Sinds het uitbreken van de crisis heeft het kabinet maatregelen getroffen om de begroting op orde te brengen en het sociaal stelsel betaalbaar en toegankelijk te houden. Het kabinet probeert daarbij de lasten zo evenwichtig mogelijk te verdelen. De inkomensachteruitgang van alleenverdieners met kinderen met een modaal inkomen in 2015 is beperkt door onder andere het afbouwpercentage van het kindgebonden budget te verlagen. Door de hervorming van de kindregelingen zijn werkende alleenstaande ouders met een laag inkomen er fors op vooruit gegaan. Hierdoor is werken vanuit een bijstandsuitkering lonend geworden.
Met de in 2015 aangekondigde lastenverlichting voor werkenden vanaf 2016 kiest het kabinet kiest ervoor om werken lonender te maken.
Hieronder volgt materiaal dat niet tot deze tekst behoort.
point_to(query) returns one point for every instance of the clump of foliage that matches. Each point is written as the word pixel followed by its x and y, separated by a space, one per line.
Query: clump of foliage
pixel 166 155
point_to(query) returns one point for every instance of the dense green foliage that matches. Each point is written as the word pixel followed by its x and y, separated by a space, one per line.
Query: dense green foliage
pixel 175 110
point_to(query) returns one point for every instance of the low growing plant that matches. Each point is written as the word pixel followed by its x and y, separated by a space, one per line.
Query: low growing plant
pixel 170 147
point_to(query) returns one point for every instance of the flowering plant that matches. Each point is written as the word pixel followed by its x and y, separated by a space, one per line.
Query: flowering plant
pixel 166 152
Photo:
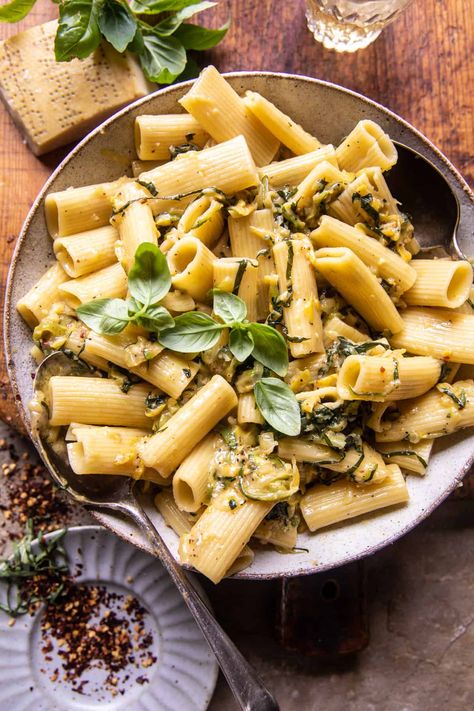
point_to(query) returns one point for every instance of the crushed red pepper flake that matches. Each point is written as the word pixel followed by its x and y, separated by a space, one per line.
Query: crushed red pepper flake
pixel 86 638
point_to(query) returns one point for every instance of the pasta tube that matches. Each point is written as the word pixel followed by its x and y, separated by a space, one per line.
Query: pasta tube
pixel 372 182
pixel 358 285
pixel 134 221
pixel 325 505
pixel 336 327
pixel 386 378
pixel 110 283
pixel 229 166
pixel 167 371
pixel 203 219
pixel 448 408
pixel 86 252
pixel 167 449
pixel 322 174
pixel 385 263
pixel 441 333
pixel 440 282
pixel 223 114
pixel 293 170
pixel 277 534
pixel 299 295
pixel 239 276
pixel 221 533
pixel 191 265
pixel 410 456
pixel 154 135
pixel 191 479
pixel 182 522
pixel 367 145
pixel 280 125
pixel 108 450
pixel 363 466
pixel 79 209
pixel 248 239
pixel 96 401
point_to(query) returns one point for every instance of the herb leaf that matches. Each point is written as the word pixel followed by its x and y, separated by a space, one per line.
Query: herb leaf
pixel 15 10
pixel 78 32
pixel 192 332
pixel 459 401
pixel 270 348
pixel 104 315
pixel 199 38
pixel 155 318
pixel 278 406
pixel 163 59
pixel 117 24
pixel 228 307
pixel 240 343
pixel 152 7
pixel 149 279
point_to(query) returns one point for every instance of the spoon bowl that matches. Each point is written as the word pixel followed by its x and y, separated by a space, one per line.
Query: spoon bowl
pixel 118 494
pixel 427 197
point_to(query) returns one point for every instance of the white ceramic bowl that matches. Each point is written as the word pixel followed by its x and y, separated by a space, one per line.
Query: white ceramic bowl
pixel 330 112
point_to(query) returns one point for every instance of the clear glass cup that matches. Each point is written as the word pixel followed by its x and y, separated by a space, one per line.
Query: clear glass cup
pixel 349 25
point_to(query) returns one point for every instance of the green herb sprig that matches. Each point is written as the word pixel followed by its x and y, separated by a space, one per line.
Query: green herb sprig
pixel 149 280
pixel 34 575
pixel 194 332
pixel 154 30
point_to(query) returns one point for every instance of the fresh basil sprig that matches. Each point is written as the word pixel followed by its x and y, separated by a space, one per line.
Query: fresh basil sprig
pixel 278 406
pixel 149 281
pixel 161 42
pixel 194 332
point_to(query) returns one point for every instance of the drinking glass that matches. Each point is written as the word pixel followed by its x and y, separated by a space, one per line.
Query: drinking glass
pixel 349 25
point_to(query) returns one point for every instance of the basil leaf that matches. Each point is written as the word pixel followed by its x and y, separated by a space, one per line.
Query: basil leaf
pixel 156 318
pixel 149 279
pixel 15 10
pixel 78 33
pixel 104 315
pixel 152 7
pixel 191 70
pixel 228 307
pixel 196 37
pixel 270 348
pixel 278 406
pixel 117 24
pixel 162 59
pixel 192 332
pixel 137 44
pixel 170 24
pixel 240 343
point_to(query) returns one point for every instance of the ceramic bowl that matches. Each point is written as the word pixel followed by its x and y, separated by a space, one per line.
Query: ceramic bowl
pixel 330 112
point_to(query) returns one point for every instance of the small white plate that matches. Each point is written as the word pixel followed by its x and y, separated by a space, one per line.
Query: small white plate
pixel 183 676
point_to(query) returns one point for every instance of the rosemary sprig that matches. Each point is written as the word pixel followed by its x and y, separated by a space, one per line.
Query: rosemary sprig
pixel 34 573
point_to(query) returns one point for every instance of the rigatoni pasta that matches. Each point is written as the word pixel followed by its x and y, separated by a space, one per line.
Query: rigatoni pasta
pixel 263 344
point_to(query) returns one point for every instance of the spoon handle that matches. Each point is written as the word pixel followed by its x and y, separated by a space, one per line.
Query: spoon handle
pixel 244 682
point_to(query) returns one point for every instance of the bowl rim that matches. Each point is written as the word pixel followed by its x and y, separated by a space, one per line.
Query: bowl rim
pixel 76 150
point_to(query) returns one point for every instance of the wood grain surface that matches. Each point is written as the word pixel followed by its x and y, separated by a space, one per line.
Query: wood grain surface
pixel 421 67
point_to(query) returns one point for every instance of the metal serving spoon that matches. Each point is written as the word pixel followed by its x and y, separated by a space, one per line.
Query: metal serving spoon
pixel 427 197
pixel 117 494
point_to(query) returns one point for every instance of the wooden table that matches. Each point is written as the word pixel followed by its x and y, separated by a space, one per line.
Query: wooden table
pixel 421 67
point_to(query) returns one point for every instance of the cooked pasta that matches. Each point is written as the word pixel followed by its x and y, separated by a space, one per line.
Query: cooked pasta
pixel 263 344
Omdat het kabinet het daarnaast belangrijk vindt dat ook uitkeringsgerechtigden en gepensioneerden mee profiteren van het herstel, is in 2015 aangekondigd dat voor 2016 de bezuiniging op de huurtoeslag wordt uitgesteld, de verhoging van de zorgtoeslag wordt verlengd en de ouderkorting en het kindgebonden budget worden verhoogd. Door maatregelen in de kindregelingen zijn in het bijzonder alleenstaande ouders en paren met kinderen met lage inkomens ontzien.
In 2015 kwamen veel meer vluchtelingen dan gebruikelijk Nederland binnen. Het vergt een grote inspanning om die instroom in goede banen te leiden. We laten vluchtelingen niet in de kou staan, maar er zit een grens aan de instroom die onze samenleving aan kan. Het kabinet zet daarom in op internationale samenwerking om de instroom te beperken en de lasten eerlijk over landen te verdelen. De vluchtelingen die al in ons land zijn en de vluchtelingen die nog komen, krijgen nette, maar sobere opvang. Voor de vluchtelingen die mogen blijven geldt dat het kabinet verwacht dat zij een actieve bijdrage leveren aan de Nederlandse samenleving. Uit het verleden hebben we geleerd dat het van groot belang is dat mensen die hier komen en blijven, snel aan het werk gaan, de taal leren en integreren in de Nederlandse samenleving. We moeten ons daarvoor maximaal inspannen en obstakels wegnemen die integratie en participatie in de weg staan. De eigen verantwoordelijkheid om aan het werk te gaan, de taal te leren en te integreren staat daarbij voorop.